Marker Metadata Layer#

Observability is perhaps the most important aspect of any data pipeline. How can we be sure it is working as expected if we can’t see what is happening?

For blockbatch processing (and also for several other patterns at OP Labs) we introduce the idea of data pipeline markers. This is simple: there is one marker for each parquet file written to the data lake, and we have separate markers for each of the different blockbatch data processing steps.

Why are markers needed?#

Since locations in the data lake are deterministic (modulo the dt value), we can use the data lake itself as the source of truth for data that has been processed or needs to be processed.

For example, what blocks have been ingested for chain=op in the last 5 days? We could answer this question by listing the contents of the GCS bucket. However, the listing approach is very inefficient so instead we store metadata for each parquet file as a marker, which is written as a row in the blockbatch_markers table in ClickHouse cloud. At OP Labs we rely heavily on ClickHouse cloud, so it was a natural choice to store the markers there.

In summary, the reason markers exist is so we can very quickly and cheaply answer questions about what data do we have in the data lake.

Monitoring#

The blockbatch_markers table in ClickHouse stores the following metadata for each parquet file in the data lake:

  • chain: The chain the data belongs to.

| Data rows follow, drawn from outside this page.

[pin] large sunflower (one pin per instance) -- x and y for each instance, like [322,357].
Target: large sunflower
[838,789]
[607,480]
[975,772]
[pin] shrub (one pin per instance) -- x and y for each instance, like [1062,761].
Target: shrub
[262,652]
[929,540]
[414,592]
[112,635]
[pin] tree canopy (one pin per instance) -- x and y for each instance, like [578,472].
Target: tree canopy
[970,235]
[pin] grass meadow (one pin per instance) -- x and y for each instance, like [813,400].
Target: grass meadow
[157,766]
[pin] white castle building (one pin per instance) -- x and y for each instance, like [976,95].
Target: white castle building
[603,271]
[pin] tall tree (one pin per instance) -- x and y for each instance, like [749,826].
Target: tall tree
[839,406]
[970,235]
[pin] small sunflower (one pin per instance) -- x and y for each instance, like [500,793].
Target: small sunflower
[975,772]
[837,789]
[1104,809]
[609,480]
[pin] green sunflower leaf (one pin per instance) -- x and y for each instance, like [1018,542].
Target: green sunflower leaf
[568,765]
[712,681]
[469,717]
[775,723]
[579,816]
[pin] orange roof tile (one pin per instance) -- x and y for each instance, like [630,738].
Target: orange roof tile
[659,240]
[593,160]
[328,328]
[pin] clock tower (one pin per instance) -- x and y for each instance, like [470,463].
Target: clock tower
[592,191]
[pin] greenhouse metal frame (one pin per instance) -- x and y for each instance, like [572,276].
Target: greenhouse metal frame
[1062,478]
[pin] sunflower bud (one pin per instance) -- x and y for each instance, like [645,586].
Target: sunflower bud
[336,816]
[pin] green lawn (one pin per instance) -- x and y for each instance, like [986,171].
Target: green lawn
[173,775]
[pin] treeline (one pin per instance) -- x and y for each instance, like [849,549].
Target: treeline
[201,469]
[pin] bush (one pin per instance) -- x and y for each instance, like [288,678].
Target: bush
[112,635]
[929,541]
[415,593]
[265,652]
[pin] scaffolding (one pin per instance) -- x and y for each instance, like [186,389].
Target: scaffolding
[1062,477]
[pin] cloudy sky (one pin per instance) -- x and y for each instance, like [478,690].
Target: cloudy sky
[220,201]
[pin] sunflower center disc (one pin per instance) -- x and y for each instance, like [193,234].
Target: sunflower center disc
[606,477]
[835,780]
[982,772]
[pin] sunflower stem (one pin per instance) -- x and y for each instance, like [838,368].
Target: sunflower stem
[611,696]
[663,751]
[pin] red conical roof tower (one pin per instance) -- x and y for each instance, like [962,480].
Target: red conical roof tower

  • dt: The date partition.

  • root_path: The logical name of the data artifact.

  • data_path: The physical path of the parquet file in the data lake.

  • min_block: The minimum block number in the parquet file.

  • max_block: The maximum block number in the parquet file.

  • row_count: The number of rows in the parquet file.

  • num_parts: The number of date partitions associated with the batch that the file belongs to.

  • process_name: The name of the process that wrote the parquet file.

  • writer_name: The name of the machine where the process was running.

  • updated_at: The timestamp of when the process wrote the parquet file.

For a given chain we know in advance how many blocks are produced per day (usually 1/s or 2/s). So for a given date we can come up with an expectation of the number of blocks that should be processed on a given dt. The markers table let’s us very quickly query how many blocks were actually processed for a given dt, and this is in fact what we use for our pipeline monitoring Hex dashboards (which can be found at go/pipeline).

After data is ingested we can use the ingestion markers to formulate the expectation for data that needs to be processed across the different blockbatch models that we support. That expectation and markers for the output model root_paths are used to monitor the data processing parts of the pipeline.

Job Planning#

Job planning is no different than processing. We can find out what data has been ingested and not processed yet and then schedule work accordingly. In that way the blockbatch_markers table acts like a processing queue for pending work.